Here’s what Terri had to say:
How have you and your staff been affected by the recent weather?
“Edgecumbe is only about 10 minutes away from us and I’ve got a staff member that lives out there – she lost everything. I’ve got another staff member whose mother lives out there and she was a little bit luckier, but she still had to be evacuated. I’ve also have a lot of members who have been majorly affected by the rain and the floods.”
What did you decide to do with the koha you were to receive from Oxfam?
“We didn’t realise that we would receive some money for running a checkpoint, and that was not our objective anyway because of the cause that it supports. When I was asked to send through an invoice I said that’s not why we do it, and instead to make a donation to the 1XX charitable trust on our behalf, which is for the flood victims.”
She wanted to give her support to an issue that’s so close to home for her and her staff.

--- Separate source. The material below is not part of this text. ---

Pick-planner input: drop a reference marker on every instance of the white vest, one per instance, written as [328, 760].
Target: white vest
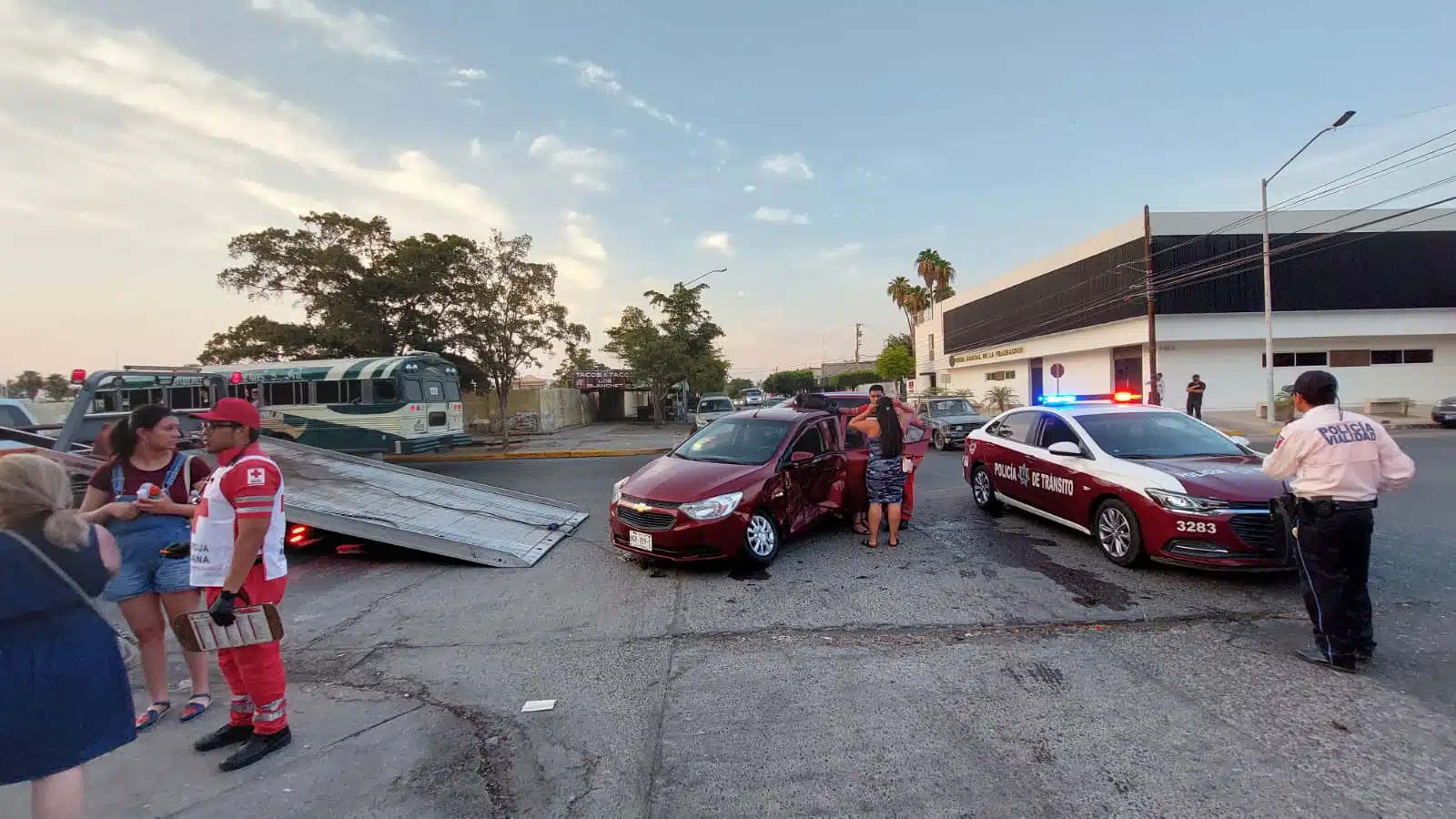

“When you’ve got friends and staff members that are affected by it, you want to help as much as you can. We still have to work, so unfortunately we couldn’t get out there to help do the clean-up so the next best thing that we could do was to financially assist the people that have been affected.”

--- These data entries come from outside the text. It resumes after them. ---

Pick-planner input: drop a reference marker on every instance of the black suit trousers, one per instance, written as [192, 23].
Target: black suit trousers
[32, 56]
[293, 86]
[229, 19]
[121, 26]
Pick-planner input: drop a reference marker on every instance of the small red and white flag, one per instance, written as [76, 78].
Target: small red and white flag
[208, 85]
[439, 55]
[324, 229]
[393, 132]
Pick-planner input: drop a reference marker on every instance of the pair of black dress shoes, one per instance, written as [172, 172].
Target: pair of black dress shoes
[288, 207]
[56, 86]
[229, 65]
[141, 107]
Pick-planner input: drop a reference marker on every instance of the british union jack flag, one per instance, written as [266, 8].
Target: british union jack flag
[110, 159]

And it wasn’t just the koha they donated…
“I organised for staff across all our branches to have a mufti day, so the funds from this were also donated. At Easter time staff would normally receive an Easter treat, so I asked the staff if, instead of receiving this, would they be happy to contribute those funds to the relief fund – and they all said yes of course.”
How important do you think it is for everyone to be supporting each other in a time like this?
“It’s incredibly important, just to be able to support people when they might need a shoulder to cry on or just somebody to talk to about it all. You can offer as much help as you like but in reality sometimes you can’t physically help but there are lots of other ways that you can.”